When the loan documents provide for confession of judgment and the collateral encumbered by the mortgage securing the loan is commercial real property, the foreclosure process in Pennsylvania is straightforward. The lender first obtains a judgment by confession against the property owner. Assuming that the property owner does not succeed in having the judgment opened or stricken, the lender then issues a writ of execution to enforce the mortgage and judgment.
When the mortgage is a residential mortgage, however, the process can be much more complicated. When the collateral is owner-occupied residential property Pennsylvania Act 91 limits the lender’s right to accelerate the debt, affords the borrower a right to cure defaults, requires the lender to notify the borrower of that right and of the right to seek mortgage assistance, and stays foreclosure proceedings while the borrower seeks assistance. Even when the property is not owner-occupied, Pennsylvania Act 6 may require the lender to jump through more hoops before it can foreclose. Among other things, Act 6 requires the holder of a “residential mortgage” to give the borrower notice of default before accelerating the debt, limits the rate of interest that may be charged, limits the attorneys’ fees that may be charged to the borrower, and prohibits the lender from foreclosing by executing on a judgment by confession unless it has first obtained a judgment of foreclosure in a “conforming action.”
Act 6 defines a residential mortgage as a mortgage encumbering two or less dwelling units securing a bona fide principal amount of the “Base Figure” or less. When Act 6 was enacted in 1974, the “Base Figure” was $50,000. In 2008, Act 6 was amended to provide that the “Base Figure” was $217,873 and that it was to be adjusted annually thereafter for inflation.
The issue addressed by the Pennsylvania Supreme Court in its August 18, 2020 decision in Johnson v. Phelan Hallinan & Schmeig, LLP was whether Act 6’s limitation on attorneys’ fees applied to the Johnsons’ mortgage. Act 6 limits the attorneys’ fees that may be recovered “prior to foreclosure or other legal action” to $50. The Johnsons’ mortgage, in the amount of $74,000, was executed before 2008 when the “Base Figure” was $50,000. However, by the time that the Phelan Hallinan law firm began enforcing the mortgage in 2009, the Base Figure had been increased to more than $217,873. The lender sought pre-foreclosure attorneys’ fees in excess of $50. The Johnsons contended that their mortgage was a residential mortgage because it secured an amount less than the Base Figure at the time it was enforced and filed a class action against the law firm contending that it had violated Act 6 by seeking attorneys’ fees in excess of $50.

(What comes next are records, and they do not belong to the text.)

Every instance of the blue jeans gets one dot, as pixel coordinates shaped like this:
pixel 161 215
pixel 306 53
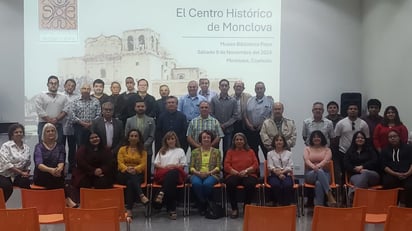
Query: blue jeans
pixel 203 187
pixel 321 180
pixel 281 189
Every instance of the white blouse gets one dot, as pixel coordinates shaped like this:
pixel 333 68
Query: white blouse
pixel 11 156
pixel 281 160
pixel 172 156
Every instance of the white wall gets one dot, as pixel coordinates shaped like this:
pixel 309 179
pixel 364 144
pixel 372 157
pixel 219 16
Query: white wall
pixel 11 61
pixel 320 57
pixel 387 53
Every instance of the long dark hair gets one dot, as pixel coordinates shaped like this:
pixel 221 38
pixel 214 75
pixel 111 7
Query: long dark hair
pixel 140 144
pixel 323 141
pixel 90 146
pixel 165 147
pixel 385 120
pixel 246 146
pixel 354 147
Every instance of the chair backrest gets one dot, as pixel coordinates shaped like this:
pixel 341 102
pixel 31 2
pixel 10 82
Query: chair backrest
pixel 103 219
pixel 262 218
pixel 376 201
pixel 338 219
pixel 25 219
pixel 398 219
pixel 103 198
pixel 2 200
pixel 50 201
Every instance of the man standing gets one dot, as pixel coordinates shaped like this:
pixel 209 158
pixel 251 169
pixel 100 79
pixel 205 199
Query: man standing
pixel 344 131
pixel 317 122
pixel 201 123
pixel 142 95
pixel 115 88
pixel 98 91
pixel 258 109
pixel 161 103
pixel 189 104
pixel 52 107
pixel 373 118
pixel 123 98
pixel 108 128
pixel 68 130
pixel 204 91
pixel 278 125
pixel 84 111
pixel 171 120
pixel 241 98
pixel 146 125
pixel 224 109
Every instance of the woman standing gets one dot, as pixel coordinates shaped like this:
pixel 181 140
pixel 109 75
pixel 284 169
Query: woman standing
pixel 241 168
pixel 95 165
pixel 169 164
pixel 391 120
pixel 14 161
pixel 361 163
pixel 396 161
pixel 131 160
pixel 317 157
pixel 205 169
pixel 280 166
pixel 49 160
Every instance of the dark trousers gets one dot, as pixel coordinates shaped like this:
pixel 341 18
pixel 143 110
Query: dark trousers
pixel 171 179
pixel 71 144
pixel 254 141
pixel 248 182
pixel 282 189
pixel 6 184
pixel 133 189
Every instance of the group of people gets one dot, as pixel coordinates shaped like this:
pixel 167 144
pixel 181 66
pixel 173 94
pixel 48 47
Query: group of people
pixel 109 139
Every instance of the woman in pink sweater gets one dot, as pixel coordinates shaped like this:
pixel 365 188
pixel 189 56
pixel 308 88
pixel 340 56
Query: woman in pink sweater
pixel 317 157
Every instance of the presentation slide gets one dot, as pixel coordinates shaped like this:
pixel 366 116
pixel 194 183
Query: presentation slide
pixel 165 42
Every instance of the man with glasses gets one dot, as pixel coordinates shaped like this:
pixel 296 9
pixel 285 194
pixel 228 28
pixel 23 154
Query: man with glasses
pixel 52 107
pixel 108 128
pixel 344 131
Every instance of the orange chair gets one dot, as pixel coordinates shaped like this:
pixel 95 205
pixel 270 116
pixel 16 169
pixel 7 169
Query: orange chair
pixel 104 198
pixel 19 219
pixel 296 188
pixel 2 200
pixel 50 204
pixel 261 218
pixel 347 186
pixel 377 203
pixel 338 219
pixel 104 219
pixel 332 185
pixel 398 219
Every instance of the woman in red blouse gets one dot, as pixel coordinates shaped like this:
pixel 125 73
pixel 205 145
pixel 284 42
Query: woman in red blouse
pixel 390 121
pixel 241 168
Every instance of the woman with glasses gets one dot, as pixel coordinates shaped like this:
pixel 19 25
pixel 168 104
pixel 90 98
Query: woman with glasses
pixel 390 120
pixel 280 167
pixel 361 163
pixel 317 157
pixel 396 161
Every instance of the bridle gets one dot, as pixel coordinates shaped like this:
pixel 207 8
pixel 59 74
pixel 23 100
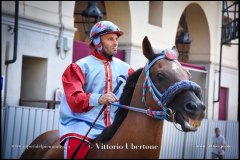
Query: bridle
pixel 161 99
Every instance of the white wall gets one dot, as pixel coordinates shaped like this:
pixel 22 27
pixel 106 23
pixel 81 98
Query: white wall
pixel 37 36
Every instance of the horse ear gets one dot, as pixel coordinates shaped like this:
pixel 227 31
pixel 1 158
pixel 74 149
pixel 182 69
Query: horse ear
pixel 147 49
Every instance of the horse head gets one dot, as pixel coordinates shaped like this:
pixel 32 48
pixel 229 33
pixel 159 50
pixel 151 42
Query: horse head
pixel 169 86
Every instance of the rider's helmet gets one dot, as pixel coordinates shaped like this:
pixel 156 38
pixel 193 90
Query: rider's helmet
pixel 101 28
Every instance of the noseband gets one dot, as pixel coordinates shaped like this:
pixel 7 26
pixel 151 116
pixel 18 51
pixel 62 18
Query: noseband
pixel 162 98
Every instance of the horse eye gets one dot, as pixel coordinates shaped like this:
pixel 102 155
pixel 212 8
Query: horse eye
pixel 160 75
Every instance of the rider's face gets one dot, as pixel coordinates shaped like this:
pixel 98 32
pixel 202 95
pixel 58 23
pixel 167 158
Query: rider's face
pixel 110 43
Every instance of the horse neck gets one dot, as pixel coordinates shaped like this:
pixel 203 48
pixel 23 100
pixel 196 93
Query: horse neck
pixel 140 129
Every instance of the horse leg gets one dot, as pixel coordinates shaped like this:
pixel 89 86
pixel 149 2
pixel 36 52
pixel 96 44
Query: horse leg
pixel 55 152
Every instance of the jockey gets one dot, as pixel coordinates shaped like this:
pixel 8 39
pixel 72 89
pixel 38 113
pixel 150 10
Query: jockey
pixel 88 85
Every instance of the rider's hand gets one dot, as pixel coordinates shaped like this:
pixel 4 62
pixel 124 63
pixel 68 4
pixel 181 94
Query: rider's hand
pixel 106 98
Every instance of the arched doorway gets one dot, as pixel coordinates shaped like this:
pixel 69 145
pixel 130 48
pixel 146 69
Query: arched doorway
pixel 194 55
pixel 198 29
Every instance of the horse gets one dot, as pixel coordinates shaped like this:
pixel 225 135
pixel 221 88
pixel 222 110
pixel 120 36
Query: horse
pixel 162 90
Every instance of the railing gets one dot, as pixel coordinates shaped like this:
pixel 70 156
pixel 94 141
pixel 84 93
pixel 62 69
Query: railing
pixel 51 104
pixel 24 124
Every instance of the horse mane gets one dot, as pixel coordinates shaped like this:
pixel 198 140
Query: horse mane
pixel 121 114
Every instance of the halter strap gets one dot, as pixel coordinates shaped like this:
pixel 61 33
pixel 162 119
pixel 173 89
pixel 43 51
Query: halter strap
pixel 152 113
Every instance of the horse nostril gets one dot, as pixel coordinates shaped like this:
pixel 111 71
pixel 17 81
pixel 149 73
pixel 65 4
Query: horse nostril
pixel 191 106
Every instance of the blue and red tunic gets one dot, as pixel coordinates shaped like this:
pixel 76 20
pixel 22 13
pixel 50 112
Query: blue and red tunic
pixel 84 82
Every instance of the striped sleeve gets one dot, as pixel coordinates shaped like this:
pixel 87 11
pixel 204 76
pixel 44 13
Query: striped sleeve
pixel 73 81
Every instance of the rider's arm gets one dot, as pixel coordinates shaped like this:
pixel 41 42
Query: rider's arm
pixel 73 81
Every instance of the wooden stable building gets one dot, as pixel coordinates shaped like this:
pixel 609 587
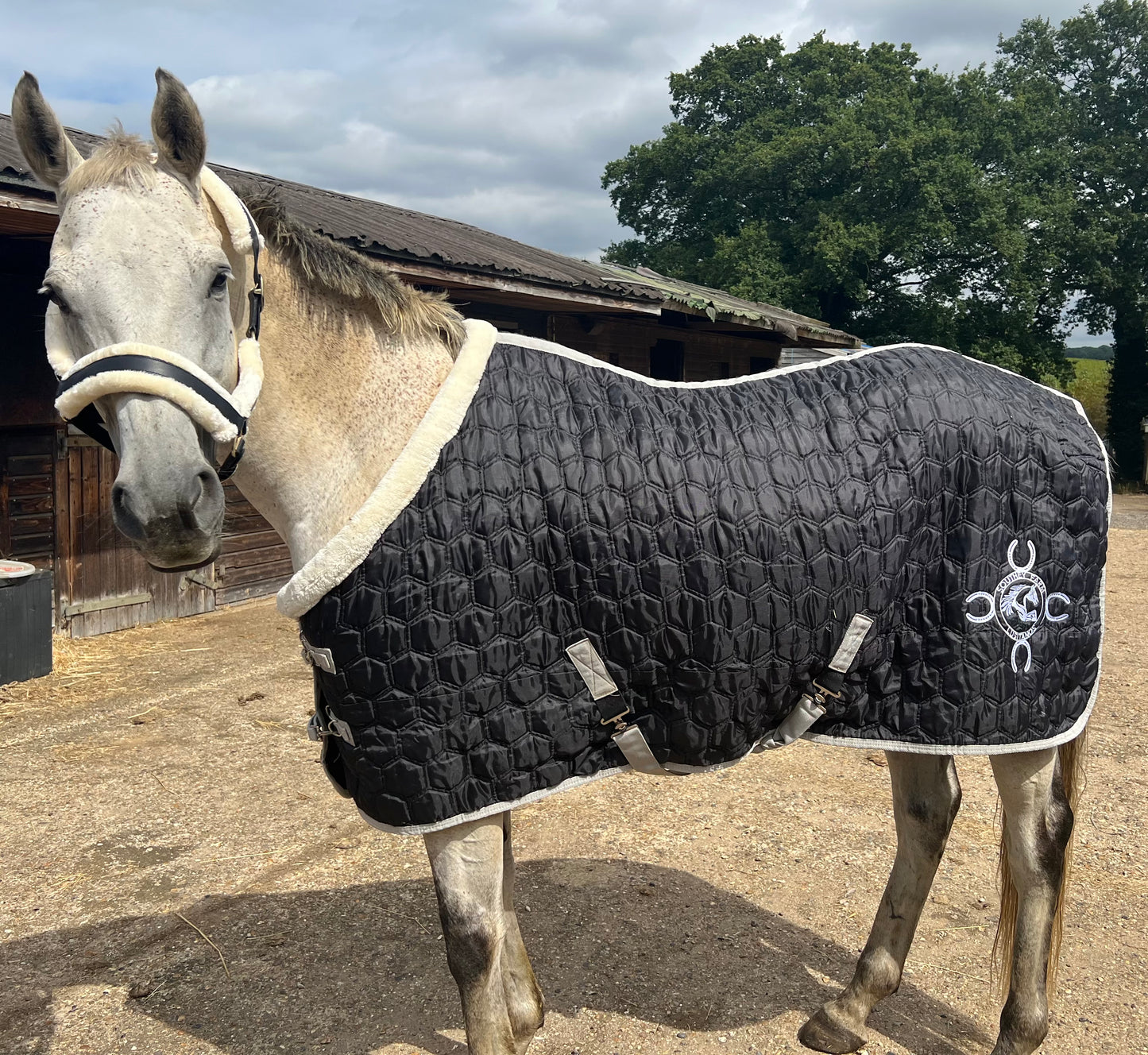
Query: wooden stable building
pixel 56 484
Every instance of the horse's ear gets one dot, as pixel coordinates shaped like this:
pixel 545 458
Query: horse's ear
pixel 177 130
pixel 46 149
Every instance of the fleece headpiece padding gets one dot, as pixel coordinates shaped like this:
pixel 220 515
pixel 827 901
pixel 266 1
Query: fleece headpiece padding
pixel 224 427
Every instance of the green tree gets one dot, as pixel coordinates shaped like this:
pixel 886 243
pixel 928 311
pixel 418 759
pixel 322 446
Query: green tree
pixel 853 185
pixel 1088 78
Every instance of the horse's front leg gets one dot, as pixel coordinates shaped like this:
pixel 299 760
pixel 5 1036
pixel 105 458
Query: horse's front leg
pixel 926 799
pixel 524 997
pixel 467 862
pixel 1038 827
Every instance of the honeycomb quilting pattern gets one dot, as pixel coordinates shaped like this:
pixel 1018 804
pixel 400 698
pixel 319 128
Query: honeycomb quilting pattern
pixel 713 544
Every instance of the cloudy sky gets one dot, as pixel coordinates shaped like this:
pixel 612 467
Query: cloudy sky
pixel 501 113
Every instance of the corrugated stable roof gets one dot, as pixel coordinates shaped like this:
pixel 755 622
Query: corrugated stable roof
pixel 403 234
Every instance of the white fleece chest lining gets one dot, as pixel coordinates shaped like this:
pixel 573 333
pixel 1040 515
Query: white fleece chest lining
pixel 350 548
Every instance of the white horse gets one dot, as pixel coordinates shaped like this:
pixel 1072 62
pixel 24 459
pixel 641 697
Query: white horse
pixel 353 360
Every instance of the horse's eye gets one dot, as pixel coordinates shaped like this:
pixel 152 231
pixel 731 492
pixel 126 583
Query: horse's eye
pixel 53 296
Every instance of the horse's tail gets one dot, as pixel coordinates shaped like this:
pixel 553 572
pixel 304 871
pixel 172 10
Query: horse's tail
pixel 1071 773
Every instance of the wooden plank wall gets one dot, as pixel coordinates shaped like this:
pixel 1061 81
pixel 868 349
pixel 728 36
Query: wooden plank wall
pixel 254 560
pixel 709 354
pixel 26 487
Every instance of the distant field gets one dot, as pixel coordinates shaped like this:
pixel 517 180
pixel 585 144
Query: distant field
pixel 1091 388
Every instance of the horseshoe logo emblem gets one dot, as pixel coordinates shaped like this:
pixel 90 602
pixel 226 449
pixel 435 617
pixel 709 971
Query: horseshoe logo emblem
pixel 1019 604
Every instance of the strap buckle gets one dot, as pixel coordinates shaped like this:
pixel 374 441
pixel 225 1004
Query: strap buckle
pixel 320 658
pixel 617 720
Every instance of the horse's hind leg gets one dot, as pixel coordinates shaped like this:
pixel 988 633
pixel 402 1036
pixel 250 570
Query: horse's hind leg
pixel 467 867
pixel 1038 827
pixel 524 997
pixel 926 799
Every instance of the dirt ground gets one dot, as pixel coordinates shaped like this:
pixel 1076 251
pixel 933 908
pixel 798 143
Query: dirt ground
pixel 180 877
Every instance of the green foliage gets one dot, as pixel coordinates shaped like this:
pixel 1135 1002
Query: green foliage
pixel 853 185
pixel 1085 87
pixel 1091 388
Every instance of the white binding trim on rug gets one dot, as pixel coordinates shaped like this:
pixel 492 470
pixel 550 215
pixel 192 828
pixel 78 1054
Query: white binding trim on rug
pixel 570 784
pixel 400 484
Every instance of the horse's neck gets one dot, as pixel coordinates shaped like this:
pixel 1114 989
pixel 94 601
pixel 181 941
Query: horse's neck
pixel 340 399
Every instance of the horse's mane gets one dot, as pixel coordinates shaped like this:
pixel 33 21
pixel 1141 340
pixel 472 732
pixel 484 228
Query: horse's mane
pixel 318 261
pixel 126 161
pixel 121 161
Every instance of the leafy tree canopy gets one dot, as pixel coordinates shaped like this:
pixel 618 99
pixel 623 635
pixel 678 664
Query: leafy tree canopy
pixel 854 185
pixel 1085 83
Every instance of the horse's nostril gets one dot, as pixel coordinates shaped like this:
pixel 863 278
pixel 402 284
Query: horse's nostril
pixel 123 513
pixel 198 504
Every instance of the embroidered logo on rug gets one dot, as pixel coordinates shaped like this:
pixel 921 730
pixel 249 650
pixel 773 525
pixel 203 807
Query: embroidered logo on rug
pixel 1019 604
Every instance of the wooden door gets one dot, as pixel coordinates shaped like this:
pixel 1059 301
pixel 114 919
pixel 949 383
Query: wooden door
pixel 26 488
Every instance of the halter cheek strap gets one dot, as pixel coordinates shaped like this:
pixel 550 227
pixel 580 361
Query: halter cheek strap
pixel 149 370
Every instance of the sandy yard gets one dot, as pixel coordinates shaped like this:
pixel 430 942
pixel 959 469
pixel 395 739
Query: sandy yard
pixel 180 877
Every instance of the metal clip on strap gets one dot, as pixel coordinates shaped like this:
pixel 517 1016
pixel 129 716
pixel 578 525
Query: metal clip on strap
pixel 614 709
pixel 320 658
pixel 810 707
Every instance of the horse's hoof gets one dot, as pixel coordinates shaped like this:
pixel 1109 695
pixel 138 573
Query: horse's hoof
pixel 822 1034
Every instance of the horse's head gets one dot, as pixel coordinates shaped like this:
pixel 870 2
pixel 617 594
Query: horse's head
pixel 138 258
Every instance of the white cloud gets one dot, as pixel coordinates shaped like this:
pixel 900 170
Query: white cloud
pixel 500 114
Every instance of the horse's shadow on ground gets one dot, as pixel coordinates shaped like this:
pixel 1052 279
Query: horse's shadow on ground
pixel 354 969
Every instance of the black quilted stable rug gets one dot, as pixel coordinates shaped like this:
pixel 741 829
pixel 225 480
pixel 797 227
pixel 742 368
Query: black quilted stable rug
pixel 713 542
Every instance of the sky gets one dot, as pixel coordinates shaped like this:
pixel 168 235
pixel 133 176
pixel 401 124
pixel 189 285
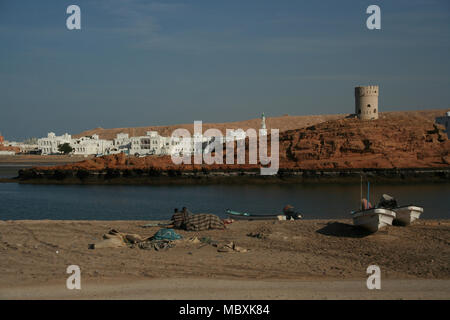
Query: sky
pixel 141 63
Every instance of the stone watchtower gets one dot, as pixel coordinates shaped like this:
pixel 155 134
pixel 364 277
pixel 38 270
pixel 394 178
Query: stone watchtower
pixel 366 102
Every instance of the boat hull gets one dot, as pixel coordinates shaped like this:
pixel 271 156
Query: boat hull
pixel 373 219
pixel 407 214
pixel 253 217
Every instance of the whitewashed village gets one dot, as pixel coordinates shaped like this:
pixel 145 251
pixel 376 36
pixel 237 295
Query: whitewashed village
pixel 150 144
pixel 366 108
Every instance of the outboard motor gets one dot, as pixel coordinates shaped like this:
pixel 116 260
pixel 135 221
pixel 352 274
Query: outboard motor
pixel 387 201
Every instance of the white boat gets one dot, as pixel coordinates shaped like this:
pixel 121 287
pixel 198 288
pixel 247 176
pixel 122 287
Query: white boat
pixel 405 215
pixel 373 219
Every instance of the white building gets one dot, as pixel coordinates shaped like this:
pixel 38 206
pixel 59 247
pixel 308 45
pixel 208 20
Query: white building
pixel 445 121
pixel 90 145
pixel 49 145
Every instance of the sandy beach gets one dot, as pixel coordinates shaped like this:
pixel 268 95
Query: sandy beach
pixel 284 260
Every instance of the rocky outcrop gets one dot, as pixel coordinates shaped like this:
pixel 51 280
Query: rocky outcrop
pixel 337 147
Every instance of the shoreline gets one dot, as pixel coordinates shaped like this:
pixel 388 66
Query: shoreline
pixel 152 176
pixel 299 254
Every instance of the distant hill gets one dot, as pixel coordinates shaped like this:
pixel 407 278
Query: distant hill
pixel 282 123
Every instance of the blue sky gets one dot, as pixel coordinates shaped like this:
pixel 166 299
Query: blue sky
pixel 138 63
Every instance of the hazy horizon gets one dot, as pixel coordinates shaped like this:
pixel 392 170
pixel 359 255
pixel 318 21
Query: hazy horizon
pixel 147 63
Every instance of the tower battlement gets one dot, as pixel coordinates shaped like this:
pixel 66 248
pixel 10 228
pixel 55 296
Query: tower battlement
pixel 366 102
pixel 367 91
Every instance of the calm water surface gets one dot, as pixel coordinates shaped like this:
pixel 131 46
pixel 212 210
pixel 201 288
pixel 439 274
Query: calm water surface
pixel 157 202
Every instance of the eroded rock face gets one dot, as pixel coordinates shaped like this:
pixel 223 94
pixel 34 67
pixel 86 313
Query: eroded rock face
pixel 352 143
pixel 402 142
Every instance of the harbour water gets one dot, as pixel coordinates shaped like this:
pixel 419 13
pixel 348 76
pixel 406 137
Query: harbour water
pixel 103 202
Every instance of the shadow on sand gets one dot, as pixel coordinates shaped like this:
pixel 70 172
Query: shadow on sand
pixel 338 229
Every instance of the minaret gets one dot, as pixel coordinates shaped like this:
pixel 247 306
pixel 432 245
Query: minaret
pixel 263 130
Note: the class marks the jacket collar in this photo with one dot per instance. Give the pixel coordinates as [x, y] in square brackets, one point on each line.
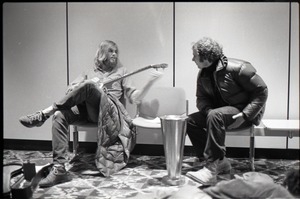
[223, 62]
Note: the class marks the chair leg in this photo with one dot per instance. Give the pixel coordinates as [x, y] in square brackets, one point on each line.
[75, 140]
[252, 149]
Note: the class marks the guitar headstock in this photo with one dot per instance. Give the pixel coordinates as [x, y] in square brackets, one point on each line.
[156, 66]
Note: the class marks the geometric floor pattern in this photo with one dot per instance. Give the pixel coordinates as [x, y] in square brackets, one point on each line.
[141, 178]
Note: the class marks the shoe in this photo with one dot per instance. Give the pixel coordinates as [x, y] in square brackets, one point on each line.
[57, 175]
[204, 176]
[223, 166]
[208, 174]
[37, 119]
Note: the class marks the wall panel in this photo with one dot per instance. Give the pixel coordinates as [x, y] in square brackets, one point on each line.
[34, 64]
[256, 32]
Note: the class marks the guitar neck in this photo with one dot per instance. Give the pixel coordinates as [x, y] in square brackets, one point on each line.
[127, 75]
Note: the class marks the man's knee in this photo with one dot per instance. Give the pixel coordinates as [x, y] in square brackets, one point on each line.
[214, 115]
[58, 115]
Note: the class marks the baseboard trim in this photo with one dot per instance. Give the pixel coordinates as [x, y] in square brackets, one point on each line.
[154, 150]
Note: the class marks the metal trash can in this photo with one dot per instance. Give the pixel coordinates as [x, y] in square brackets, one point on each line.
[173, 130]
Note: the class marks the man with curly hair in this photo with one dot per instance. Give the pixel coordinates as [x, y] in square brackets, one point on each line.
[230, 95]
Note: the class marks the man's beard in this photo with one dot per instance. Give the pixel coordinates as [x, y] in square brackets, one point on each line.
[111, 64]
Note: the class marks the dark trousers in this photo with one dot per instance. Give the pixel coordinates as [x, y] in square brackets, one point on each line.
[207, 133]
[79, 105]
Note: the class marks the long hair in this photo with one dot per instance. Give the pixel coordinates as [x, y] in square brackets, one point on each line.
[208, 49]
[101, 53]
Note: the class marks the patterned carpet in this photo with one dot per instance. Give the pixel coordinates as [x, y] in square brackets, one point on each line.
[142, 178]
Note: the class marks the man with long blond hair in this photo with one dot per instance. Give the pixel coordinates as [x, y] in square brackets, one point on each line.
[86, 100]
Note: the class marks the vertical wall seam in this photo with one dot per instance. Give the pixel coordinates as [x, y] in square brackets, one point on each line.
[289, 61]
[289, 70]
[173, 44]
[67, 43]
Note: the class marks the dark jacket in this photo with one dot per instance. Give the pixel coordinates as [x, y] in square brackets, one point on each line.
[235, 83]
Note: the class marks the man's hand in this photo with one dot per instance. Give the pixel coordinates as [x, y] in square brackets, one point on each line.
[155, 75]
[239, 119]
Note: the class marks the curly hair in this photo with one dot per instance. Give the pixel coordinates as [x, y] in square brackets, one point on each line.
[101, 53]
[208, 49]
[292, 181]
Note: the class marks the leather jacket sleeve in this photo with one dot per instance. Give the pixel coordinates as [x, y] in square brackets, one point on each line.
[203, 101]
[257, 88]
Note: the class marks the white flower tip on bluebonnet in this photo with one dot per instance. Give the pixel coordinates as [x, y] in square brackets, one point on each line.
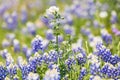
[33, 76]
[103, 14]
[52, 10]
[6, 15]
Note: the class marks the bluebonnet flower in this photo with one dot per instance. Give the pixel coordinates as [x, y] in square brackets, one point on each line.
[69, 62]
[84, 12]
[33, 76]
[93, 59]
[12, 70]
[110, 71]
[24, 69]
[68, 19]
[106, 55]
[52, 56]
[81, 58]
[2, 9]
[52, 2]
[106, 36]
[94, 68]
[24, 48]
[69, 29]
[24, 15]
[115, 30]
[32, 66]
[95, 23]
[9, 59]
[52, 17]
[4, 53]
[45, 58]
[3, 72]
[83, 72]
[11, 21]
[49, 34]
[86, 31]
[52, 74]
[31, 28]
[7, 78]
[37, 44]
[95, 77]
[28, 53]
[5, 43]
[103, 14]
[15, 77]
[60, 38]
[113, 18]
[10, 37]
[16, 45]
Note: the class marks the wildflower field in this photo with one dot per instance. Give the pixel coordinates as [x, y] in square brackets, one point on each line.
[59, 39]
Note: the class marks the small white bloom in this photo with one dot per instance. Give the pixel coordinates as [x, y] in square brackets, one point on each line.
[52, 10]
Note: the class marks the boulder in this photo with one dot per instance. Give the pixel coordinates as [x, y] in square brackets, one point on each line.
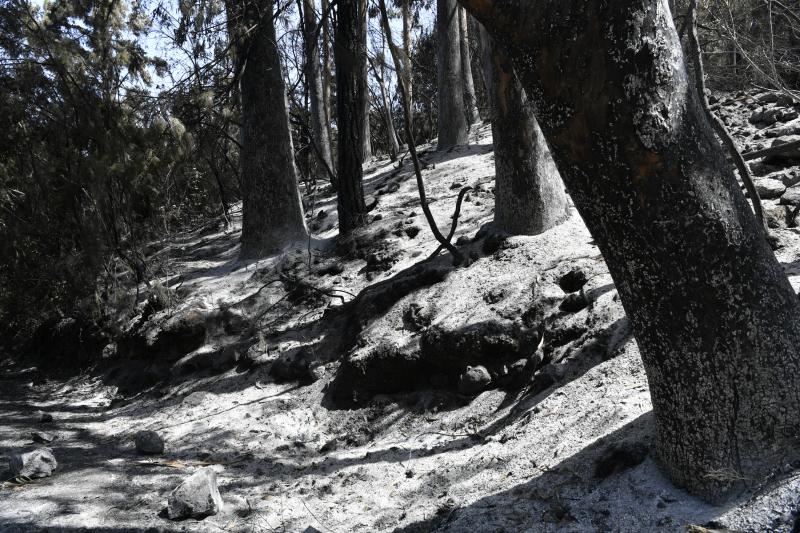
[791, 196]
[149, 443]
[197, 497]
[769, 189]
[34, 464]
[474, 380]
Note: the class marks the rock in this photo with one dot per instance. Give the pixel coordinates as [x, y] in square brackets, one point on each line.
[197, 497]
[769, 189]
[573, 281]
[777, 215]
[493, 242]
[412, 231]
[791, 196]
[196, 398]
[42, 437]
[574, 302]
[34, 464]
[149, 443]
[620, 456]
[787, 115]
[476, 379]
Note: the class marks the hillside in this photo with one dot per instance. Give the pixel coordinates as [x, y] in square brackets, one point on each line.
[355, 386]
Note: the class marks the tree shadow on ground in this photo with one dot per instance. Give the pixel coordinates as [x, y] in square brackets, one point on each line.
[544, 502]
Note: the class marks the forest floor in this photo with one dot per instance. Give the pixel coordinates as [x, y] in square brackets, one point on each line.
[320, 415]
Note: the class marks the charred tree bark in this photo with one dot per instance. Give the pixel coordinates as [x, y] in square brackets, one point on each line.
[453, 127]
[485, 46]
[408, 22]
[326, 64]
[272, 214]
[529, 194]
[319, 124]
[715, 318]
[470, 100]
[350, 52]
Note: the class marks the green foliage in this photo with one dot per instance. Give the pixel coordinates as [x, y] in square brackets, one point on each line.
[94, 162]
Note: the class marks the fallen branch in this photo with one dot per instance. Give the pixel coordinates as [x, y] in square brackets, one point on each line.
[774, 150]
[458, 257]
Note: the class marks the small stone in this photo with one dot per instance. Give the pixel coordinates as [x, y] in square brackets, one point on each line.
[197, 497]
[574, 302]
[475, 380]
[573, 281]
[791, 196]
[768, 188]
[412, 231]
[35, 464]
[42, 437]
[149, 443]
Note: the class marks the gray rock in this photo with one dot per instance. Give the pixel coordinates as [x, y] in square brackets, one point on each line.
[42, 437]
[769, 189]
[34, 464]
[791, 196]
[149, 443]
[475, 380]
[197, 497]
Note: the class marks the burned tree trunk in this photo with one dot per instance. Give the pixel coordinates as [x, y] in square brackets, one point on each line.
[272, 215]
[350, 53]
[470, 100]
[319, 124]
[529, 194]
[450, 82]
[716, 320]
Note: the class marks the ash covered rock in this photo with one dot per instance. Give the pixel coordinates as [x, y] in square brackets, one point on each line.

The trial court dismissed the Johnsons’ suit on the grounds that, because the amount secured by their mortgage exceeded the Base Figure at the time it was granted, it was not a residential mortgage within the meaning of Act 6 so that the $50 attorneys’ fee limit did not apply. The Superior Court affirmed and the Johnsons appealed to the Pennsylvania Supreme Court.
The Pennsylvania Supreme Court agreed with the lower courts. Noting that there is a presumption against applying statutes retroactively, the Supreme Court said that nothing in the 2008 amendment to Act 6 stated “clearly and manifestly” that the increase in the amount of the Base Figure was intended to apply to mortgages executed before the amendment took effect. The Court also noted that mortgages securing amounts in excess of $50,000 executed before the 2008 amendment to the Base Figure on which interest rates in excess of the amount permitted by Act 6 would be “essentially voided” retroactively if mortgages that were not residential mortgages when they were executed and thus were not subject to the Act 6 interest rate cap became residential mortgages by virtue of the 2008 amendment. The Court said that would be “a messy state of affairs and one that raises serious constitutional concerns.”
In a last ditch effort to convince the Supreme Court to reverse the lower courts’ decisions, the Johnsons argued that the Supreme Court should defer to the interpretation of Act 6 by the Pennsylvania Housing Finance Agency. In a letter to lenders when in annual increase in the amount of the Base Figure to $221,540 was about the take effect, the Agency informed lenders that they would need to give borrowers the notice required by Act 6 before they could accelerate debts in the amount of $221,540 or less once the increase became effective. The Supreme Court sidestepped the argument entirely on the grounds that the issue was “not properly before us” because the Johnsons has not made the argument in the lower courts. The Court noted that “Arguments about whether the Act’s notice requirements apply to pre-2008 mortgages of more than $50,000 are beyond the scope of this appeal.”
So whether mortgages are “residential mortgages” for purposes of Act 6 depends on what the Base Figure was at the time they were executed. Or maybe not.